= Safet Babic =

German politician

Safet Babic (born 1981) is a German politician of Bosnian descent. He has been a candidate for the far-right National Democratic Party of Germany (NPD) in European, parliamentary, state assembly and local elections.

Babic first came to prominence at the University of Trier where, as a law student, he was active in student politics for the NPD. From June 2009 till September 2011 he was member of the Trier city council.

== Biography ==
Babic was born in 1981, in Hanau. Babic's parents are from Bosnia and Herzegovina and came to West Germany in the 1970s as Gastarbeiter. He describes himself as a "European liberation activist of Bosnian origin". Aged thirteen, he began to engage with the political programmes of right-wing parties, right-wing magazines, right-wing music, and he distributed flyers for The Republicans and the German People's Union.

After Babic submitted his membership application to the Young National Democrats (JN; now the Young Nationalists), he had to appear before the committee, as his application was not automatically accepted. They ultimately voted seven-to-five in favour of his admission. This led to a scandal amongst the JN: several of the leading cadre from North Rhine-Westphalia and Baden-Württemberg resigned in protest, along with state chairman Lars Käppler and the entire Saxony state board. Their rationale was, those who fight against multiculturalism cannot be multicultural themselves. According to them, the "principle of lineage" was violated, and continued membership in the organisation would be Volksverrat. The JN federal chairman, Sascha Roßmüller, defended the organisation's position, saying that they had sought to "integrate positive elements into the Volksgemeinschaft". The JN federal managing director said that Babic had an "extremely Nordic appearance" and was "much more German than some of us".

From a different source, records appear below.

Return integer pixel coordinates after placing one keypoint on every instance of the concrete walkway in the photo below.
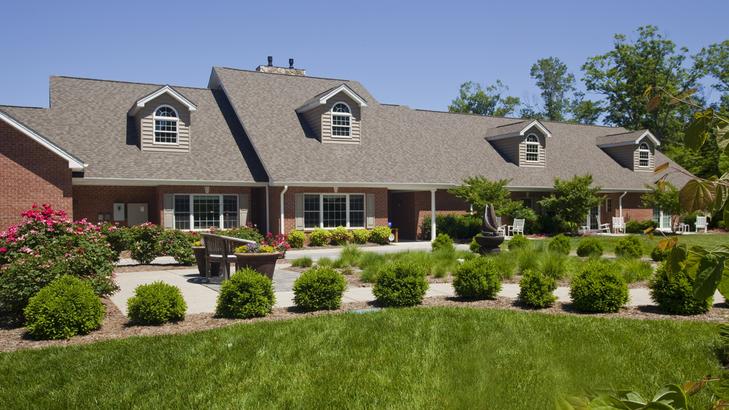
(201, 298)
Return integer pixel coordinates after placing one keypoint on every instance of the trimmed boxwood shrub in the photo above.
(340, 236)
(319, 288)
(536, 289)
(598, 287)
(629, 247)
(296, 239)
(400, 283)
(360, 236)
(518, 242)
(442, 242)
(673, 292)
(247, 294)
(477, 278)
(560, 244)
(155, 304)
(319, 237)
(658, 254)
(589, 247)
(380, 235)
(66, 307)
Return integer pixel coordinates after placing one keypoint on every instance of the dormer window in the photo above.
(644, 155)
(165, 125)
(341, 120)
(532, 148)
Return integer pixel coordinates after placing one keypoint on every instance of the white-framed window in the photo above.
(205, 211)
(341, 120)
(333, 210)
(644, 155)
(165, 125)
(532, 148)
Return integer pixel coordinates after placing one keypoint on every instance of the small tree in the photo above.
(571, 201)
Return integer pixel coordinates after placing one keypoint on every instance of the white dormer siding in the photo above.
(146, 123)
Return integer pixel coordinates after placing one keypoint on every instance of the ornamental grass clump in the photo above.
(65, 308)
(156, 303)
(319, 288)
(477, 278)
(537, 289)
(598, 287)
(245, 295)
(400, 283)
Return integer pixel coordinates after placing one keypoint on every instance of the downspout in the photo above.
(620, 202)
(286, 188)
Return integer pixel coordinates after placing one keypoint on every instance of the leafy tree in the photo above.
(490, 100)
(571, 201)
(624, 73)
(556, 85)
(479, 192)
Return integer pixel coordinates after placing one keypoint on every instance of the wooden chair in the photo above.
(618, 224)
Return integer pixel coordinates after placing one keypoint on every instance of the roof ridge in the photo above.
(128, 82)
(286, 75)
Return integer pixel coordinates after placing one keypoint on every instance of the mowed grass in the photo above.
(650, 241)
(406, 358)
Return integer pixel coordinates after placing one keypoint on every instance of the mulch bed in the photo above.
(116, 325)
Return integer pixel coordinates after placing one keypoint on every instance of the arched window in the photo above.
(532, 152)
(341, 120)
(644, 155)
(165, 125)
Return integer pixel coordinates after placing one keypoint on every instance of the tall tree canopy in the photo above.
(490, 100)
(556, 85)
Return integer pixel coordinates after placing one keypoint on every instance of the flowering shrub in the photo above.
(45, 246)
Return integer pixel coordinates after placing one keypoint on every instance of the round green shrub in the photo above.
(477, 278)
(340, 236)
(536, 289)
(598, 287)
(560, 244)
(380, 235)
(658, 254)
(296, 239)
(319, 237)
(518, 242)
(589, 247)
(442, 241)
(319, 288)
(66, 307)
(155, 304)
(673, 292)
(400, 283)
(629, 247)
(361, 236)
(247, 294)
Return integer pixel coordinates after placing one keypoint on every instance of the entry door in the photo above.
(137, 214)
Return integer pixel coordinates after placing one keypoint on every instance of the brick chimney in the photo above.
(290, 70)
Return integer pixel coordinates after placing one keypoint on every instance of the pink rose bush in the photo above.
(44, 246)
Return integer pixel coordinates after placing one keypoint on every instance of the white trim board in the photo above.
(74, 163)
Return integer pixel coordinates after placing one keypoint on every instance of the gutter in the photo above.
(286, 188)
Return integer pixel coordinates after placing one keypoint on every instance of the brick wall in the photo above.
(30, 174)
(290, 205)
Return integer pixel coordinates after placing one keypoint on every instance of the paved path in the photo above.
(201, 298)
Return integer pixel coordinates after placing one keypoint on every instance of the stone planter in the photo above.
(263, 263)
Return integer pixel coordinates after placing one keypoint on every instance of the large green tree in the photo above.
(623, 74)
(489, 100)
(556, 85)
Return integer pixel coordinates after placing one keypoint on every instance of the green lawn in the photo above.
(408, 358)
(650, 241)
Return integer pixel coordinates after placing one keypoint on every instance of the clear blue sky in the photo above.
(413, 53)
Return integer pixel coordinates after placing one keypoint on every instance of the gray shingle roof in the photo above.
(89, 119)
(404, 146)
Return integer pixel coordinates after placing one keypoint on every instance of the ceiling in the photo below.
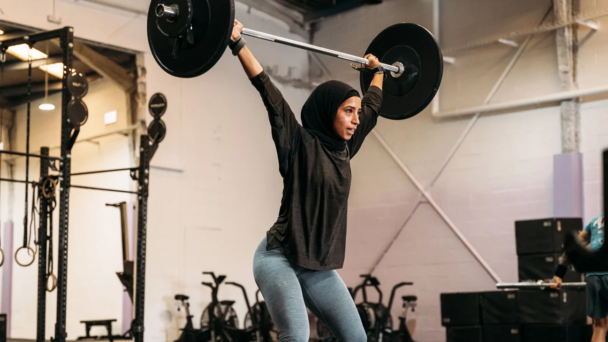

After his 2001 admission to the University of Trier to study law, Babic became involved in the Trier AStA and participated in strikes and protests, such as one against the introduction of tuition fees. He concealed his membership in the NPD and sought to gain the trust of the left-wing scene in Trier. After about a year of activity, which Babic described as his "time as a mole", his membership was revealed, and he was expelled from the Trier AStA. In response to his exposure, Babic founded the "Free Social List" (FSL) at the University of Trier. While he lost by a small margin in the 2002 student parliament elections, he succeeded at the end of 2003. After he was elected, students protested the first meeting of the parliament with banners such as "No Room for Nazis", and Babic responded with motions to hang the German flag at all meetings.

Babic unsuccessfully ran in the 2004 European Parliament election, ranking 21st. He also unsuccessfully ran for the 2005 Bundestag election, where he ranked fourth on the state list for Rhineland-Palatinate, and as a Direktmandat for the Trier electoral district. He narrowly won in the 2009 Trier city council elections, but was expelled in 2011 due to a prior criminal conviction from a year prior.

Babic's March 2006 lecture of the topic "National democratic Hochschule politics in the Bundesrepublik", delivered to the Ring of Free Students (RFS; the student wing of the Freedom Party of Austria) and the Viennese Burschenschaft Gothia, sparked nationwide discussions in Austria about the RFS' connections to the far-right scene.